Parte final do relato sobre a viagem que fiz de La Paz a Brasileia em 2017. Aqui está a parte 1!

A chuva parou e a altitude foi diminuindo, enquanto a temperatura se elevava da madrugada para a manhã do dia 30 de março de 2018. Íamos rumo à Amazônia. Paramos num povoado no meio da manhã. Comprei algumas mixiricas, bananas e água. Paguei 6 pesos, algo equivalente a um dólar para comer um cozido de peixe com legumes. Trocando o peixe por frango em alguns locais, essa basicamente seria minha refeição até chegar no Brasil. A essa altura eu tinha poucos pesos bolivianos e temia que a viagem se prolongasse demais. Ao menos comer bem não saía caro.

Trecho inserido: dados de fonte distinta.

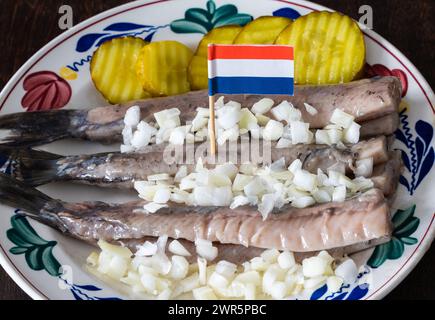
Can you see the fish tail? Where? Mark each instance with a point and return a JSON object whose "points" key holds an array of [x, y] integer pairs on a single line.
{"points": [[33, 167], [32, 202], [38, 128]]}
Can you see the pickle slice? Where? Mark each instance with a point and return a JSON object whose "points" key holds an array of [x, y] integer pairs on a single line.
{"points": [[329, 48]]}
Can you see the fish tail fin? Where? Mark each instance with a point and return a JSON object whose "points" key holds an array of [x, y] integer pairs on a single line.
{"points": [[38, 128], [31, 201], [33, 167]]}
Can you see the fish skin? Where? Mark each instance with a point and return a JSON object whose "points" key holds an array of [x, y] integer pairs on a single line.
{"points": [[366, 99], [117, 170], [354, 223], [322, 227]]}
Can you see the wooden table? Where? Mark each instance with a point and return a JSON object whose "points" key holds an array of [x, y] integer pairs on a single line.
{"points": [[27, 25]]}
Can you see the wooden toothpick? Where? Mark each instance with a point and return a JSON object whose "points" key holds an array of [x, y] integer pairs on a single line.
{"points": [[212, 126]]}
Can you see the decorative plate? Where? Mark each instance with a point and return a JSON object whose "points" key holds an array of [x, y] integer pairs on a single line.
{"points": [[58, 75]]}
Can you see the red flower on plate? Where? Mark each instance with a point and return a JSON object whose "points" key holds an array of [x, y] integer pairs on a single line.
{"points": [[381, 70], [45, 90]]}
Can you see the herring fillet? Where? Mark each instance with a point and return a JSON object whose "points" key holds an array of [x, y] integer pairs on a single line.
{"points": [[332, 225], [365, 99], [117, 170]]}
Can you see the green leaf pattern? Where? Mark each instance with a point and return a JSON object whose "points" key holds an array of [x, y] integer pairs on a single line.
{"points": [[198, 20], [37, 251], [404, 225]]}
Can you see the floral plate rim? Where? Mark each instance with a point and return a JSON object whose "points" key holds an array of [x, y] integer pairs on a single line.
{"points": [[407, 266]]}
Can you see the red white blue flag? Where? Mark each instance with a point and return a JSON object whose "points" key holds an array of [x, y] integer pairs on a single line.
{"points": [[250, 69]]}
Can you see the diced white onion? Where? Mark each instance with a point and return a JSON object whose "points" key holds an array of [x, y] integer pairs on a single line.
{"points": [[341, 118], [132, 116], [339, 194], [334, 283], [304, 180], [300, 132], [351, 134], [147, 249], [177, 248], [314, 267], [153, 207], [303, 202], [262, 106], [179, 267], [364, 167], [273, 130], [286, 260], [310, 109], [348, 271]]}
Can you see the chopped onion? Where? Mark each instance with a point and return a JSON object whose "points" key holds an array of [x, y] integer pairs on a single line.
{"points": [[283, 143], [281, 111], [147, 249], [206, 250], [266, 206], [286, 260], [225, 268], [348, 271], [228, 169], [322, 137], [162, 196], [255, 187], [126, 148], [315, 282], [364, 167], [278, 290], [228, 116], [262, 120], [231, 134], [303, 202], [239, 201], [240, 181], [141, 139], [149, 282], [339, 194], [202, 269], [335, 135], [217, 280], [273, 130], [255, 131], [341, 119], [314, 267], [204, 293], [310, 109], [295, 166], [179, 267], [153, 207], [132, 116], [177, 248], [334, 283], [199, 122], [262, 106], [322, 196], [300, 132], [270, 255], [304, 180], [351, 134], [247, 119], [169, 118]]}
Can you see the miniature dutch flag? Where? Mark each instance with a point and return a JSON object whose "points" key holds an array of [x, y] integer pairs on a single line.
{"points": [[250, 69]]}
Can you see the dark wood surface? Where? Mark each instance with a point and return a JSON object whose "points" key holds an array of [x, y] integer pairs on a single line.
{"points": [[27, 25]]}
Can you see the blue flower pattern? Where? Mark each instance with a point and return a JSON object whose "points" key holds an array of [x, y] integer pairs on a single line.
{"points": [[418, 157], [418, 154]]}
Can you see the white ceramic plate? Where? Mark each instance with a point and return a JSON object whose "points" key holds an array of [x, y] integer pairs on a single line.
{"points": [[65, 60]]}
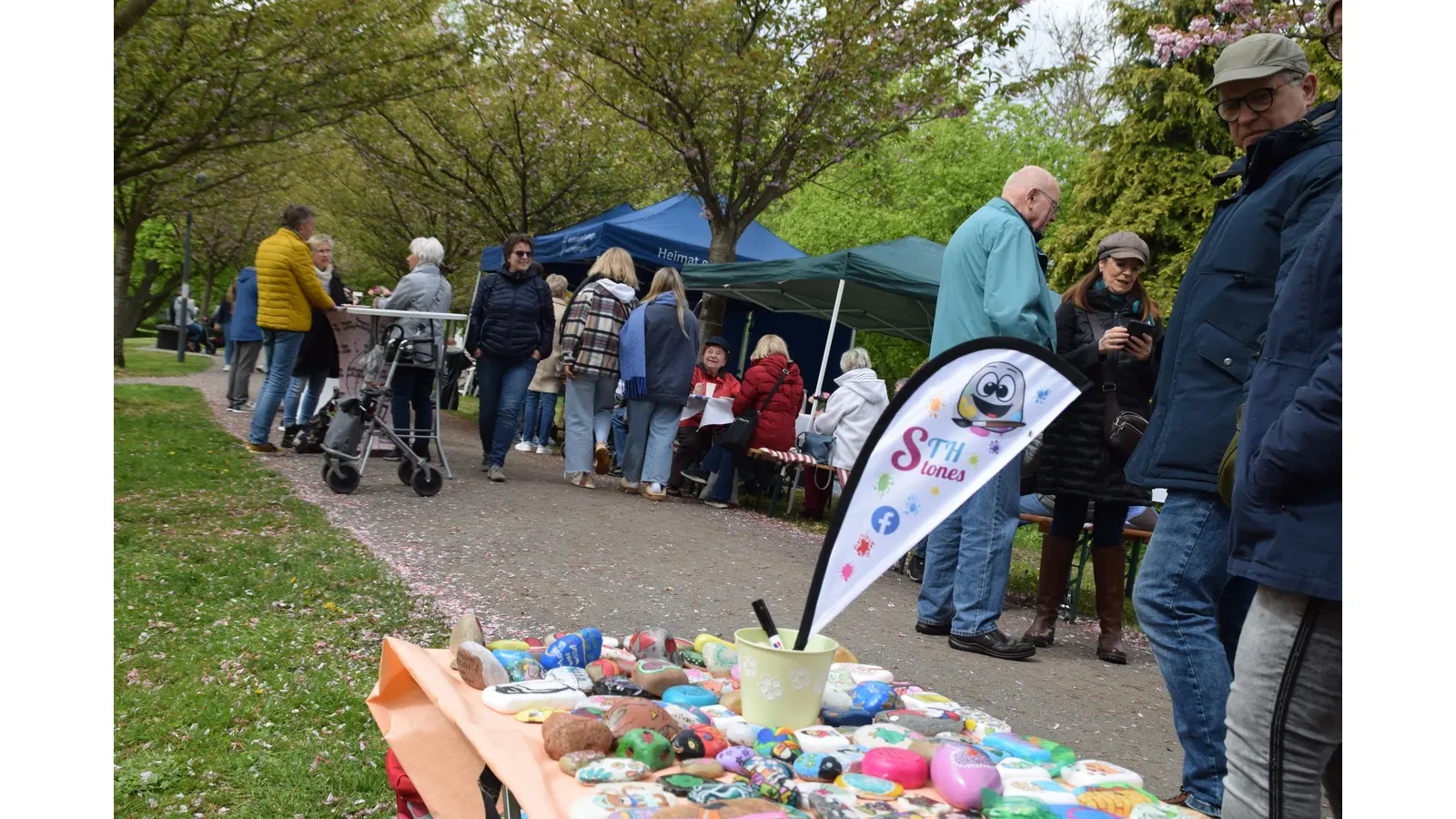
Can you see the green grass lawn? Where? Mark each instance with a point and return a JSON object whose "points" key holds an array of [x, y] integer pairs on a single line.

Fiz amizade com o casal de chilenos. Buena onda! Eles viajavam para visitar uma área ecológica mais adiante. A região que cruzei tem a Leste e a Oeste reservas ambientais e indígenas tanto no lado peruano quanto no boliviano. Nosso papo foi interrompido por uma senhora boliviana, que chegou, se apresentou e passou a palestrar sobre o quanto havia viajado e perrengues que superou. “Uma puta velhinha guerreira, meu!”, diria o Boça. Afirmava que manjava dos paranauê na cozinha e que a gastronomia boliviana era a melhor do mundo. Ela já tinha viajado o Brasil de Norte a Sul, conhecia bem o Chile e boa parte toda a América Latina. Não quis nem saber a nossa opinião. Nada superava os pratos do país dela, dizia com convicção.

Em certo momento vi um cara passar com a camisa do Palmeiras. Imitei meu irmão mais novo, palmeirense fanático, e gritei ‘dá-lhe porco!’. O sujeito me olhou com uma expressão de ‘quem é esse doido?” e seguiu sem dar bola. Na sequência as cidades ao longo do percurso foram ficando cada vez menores. Saquei ‘Las venas abiertas de América Latina’ da mochila e tentei ler, mas o calor tava de rachar, e o ônibus cheio de poeira por dentro não ajudava a relaxar o suficiente para a tarefa. Parávamos às vezes em alguns vilarejos para que sacos de coca fossem descarregados. Os chilenos desembarcaram num desses momentos. Restava eu de estrangeiro no carro.

Ao anoitecer as bolivianas trocavam ideia e davam muita risada. Era bonito ver a felicidade delas, mas na real eu tava mesmo era preocupado imaginando quantas horas mais eu passaria naquela aventura. Calculava que em mais 24 horas eu chegaria. Finalmente peguei no sono de verdade e pude dormir por mais de cinco horas.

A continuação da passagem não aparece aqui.